Gene Munster: No car from Apple for at least five years

The Apple car story that had been running on fumes for a week got something it badly needed: Some actual reporting by journalists who cover the automotive beat. Namely Mike Ramsey for the Wall Street Journal, Andy Sharman for the Financial Times and Edward Taylor for Reuters.

If you want to get up to speed, I recommend the WSJ’s and FT’s reports. They both describe a large R&D project — code named Titan, according to the Journal — which their anonymous sources say is charged with making a Tesla-like electric car.

Reuters goes further, giving support to the rumor that Apple is making a self-driving car. “It’s all about autonomous driving,” an unnamed source tells the wire service.

The Journal, citing its own unnamed source, reports that “a self-driving car is not part of Apple’s current plan.” (Emphasis mine.)

Meanwhile Piper Jaffray’s Gene Munster, in a note to clients Saturday, put the story in the context of his particular hobbyhorse — the mythical Apple television — and offered a time frame:

While we believe Apple can do both a TV and a car, it seems far more likely that we get a TV from Apple in the next five years than a car.”
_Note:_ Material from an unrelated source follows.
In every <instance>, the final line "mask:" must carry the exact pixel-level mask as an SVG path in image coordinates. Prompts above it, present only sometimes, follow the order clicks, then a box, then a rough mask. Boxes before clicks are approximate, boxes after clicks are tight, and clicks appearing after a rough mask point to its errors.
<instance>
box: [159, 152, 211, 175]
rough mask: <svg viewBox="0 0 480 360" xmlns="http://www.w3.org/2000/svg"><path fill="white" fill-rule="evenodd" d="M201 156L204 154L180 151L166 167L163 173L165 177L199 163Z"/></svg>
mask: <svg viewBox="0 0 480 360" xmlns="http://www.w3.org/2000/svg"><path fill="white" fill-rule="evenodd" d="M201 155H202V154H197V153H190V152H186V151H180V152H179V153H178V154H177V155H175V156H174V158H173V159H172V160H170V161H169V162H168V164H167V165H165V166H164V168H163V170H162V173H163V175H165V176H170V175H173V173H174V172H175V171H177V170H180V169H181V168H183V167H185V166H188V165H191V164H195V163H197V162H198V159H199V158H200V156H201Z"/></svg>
Munster points out that the profit margins on cars are even thinner than on televisions, and that TVs fit more neatly into Apple’s hardware/software/services framework than cars do.

He also asks a good question: “Given the WSJ article’s report that Apple CEO Tim Cook approved project Titan a year ago… why is this information coming out now?”

Munster’s take: To give investors a new project to dream about. A side benefit, says the Journal, is to give restless Apple engineers, weary of churning out incremental updates, a reason to stick around.